Becoming an S corporation for United States federal income tax purposes can be a very enticing thing to do.
S corporations are unique in that they don’t pay federal income taxes. The incomes and losses are divided among the corporation’s individual shareholders instead. Unlike C corporations, S corporations are not double-taxed through the company’s profits and shareholder dividends, which is perhaps the most important part of S corporation status. Predictably, this can result in substantial income savings.
There are a variety of other benefits a corporation can gain from electing to be treated as an S corporation, including the ability to offset losses against taxable income from other sources. Also, some corporate penalties and the federal alternative minimum tax do not come into play for an S corporation.

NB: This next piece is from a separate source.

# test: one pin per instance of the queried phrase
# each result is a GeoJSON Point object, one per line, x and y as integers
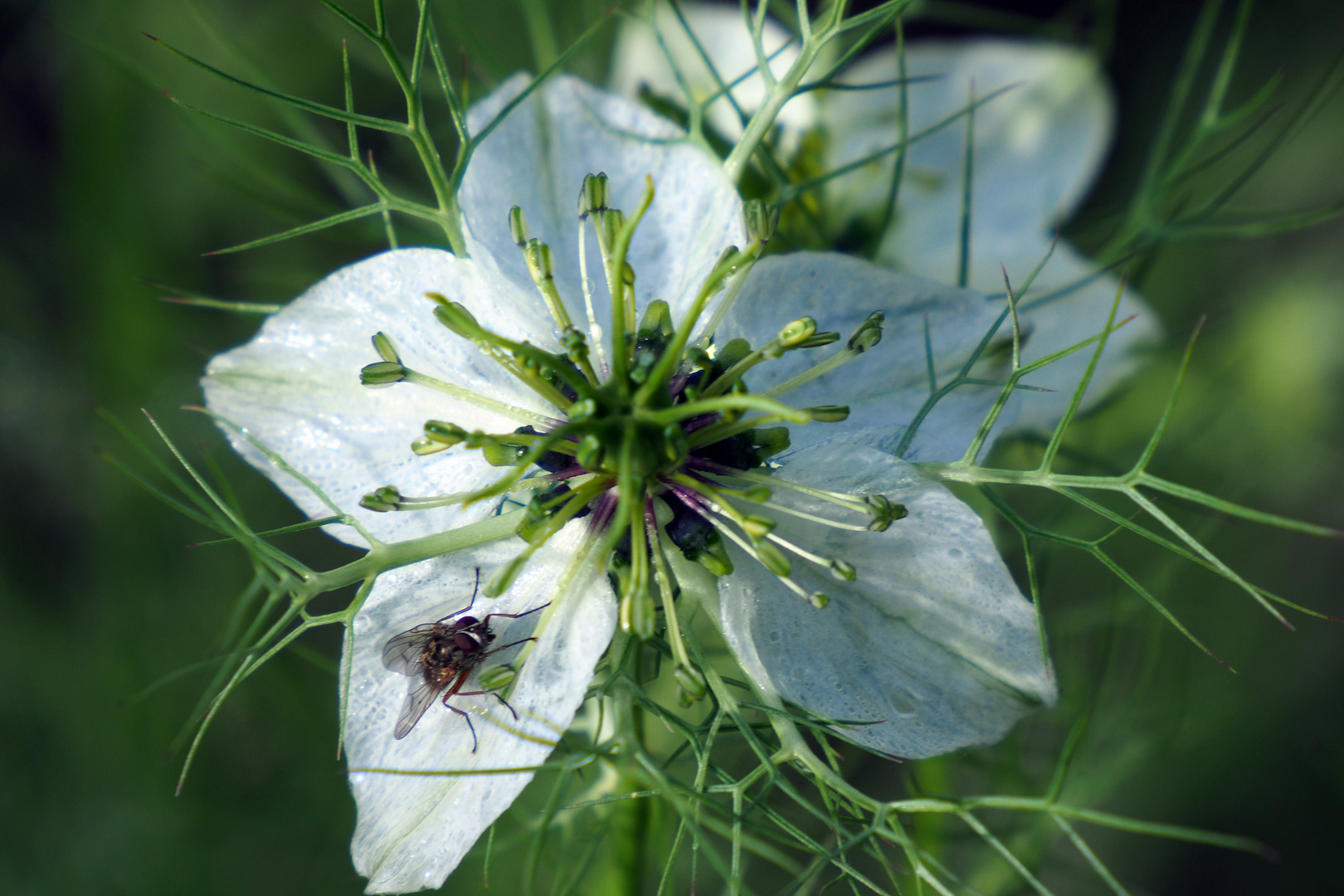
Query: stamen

It is important to note that while S corporations have many advantages, there are other operational matters that should be considered. Firstly, there are other costs associated to S-Corp election, such as filing an annual S corporation tax return and quarterly and annual payroll tax paperwork. Individual and corporate assets also need to be separated.
Regardless, S corporations are becoming ever-popular in the United States. There were about 725,000 in the United States as of the mid-1980s, yet these numbers grew to more than 3 million by the early 2000s. They are currently the number one type of corporate entity.
But the Internal Revenue Service has had ongoing problems with S corporations, only 25 percent of which are believed to be in compliance. The IRS in recent years has worked to increase the number of taxes collected for S corporations.
The complete S corporation rules are contained in Subchapter S of Chapter 1 of the Internal Revenue Code (sections 1361 through 1379). It is a good idea to consult an experienced attorney to learn the ins and outs, advantages and disadvantages, of becoming an S corporation.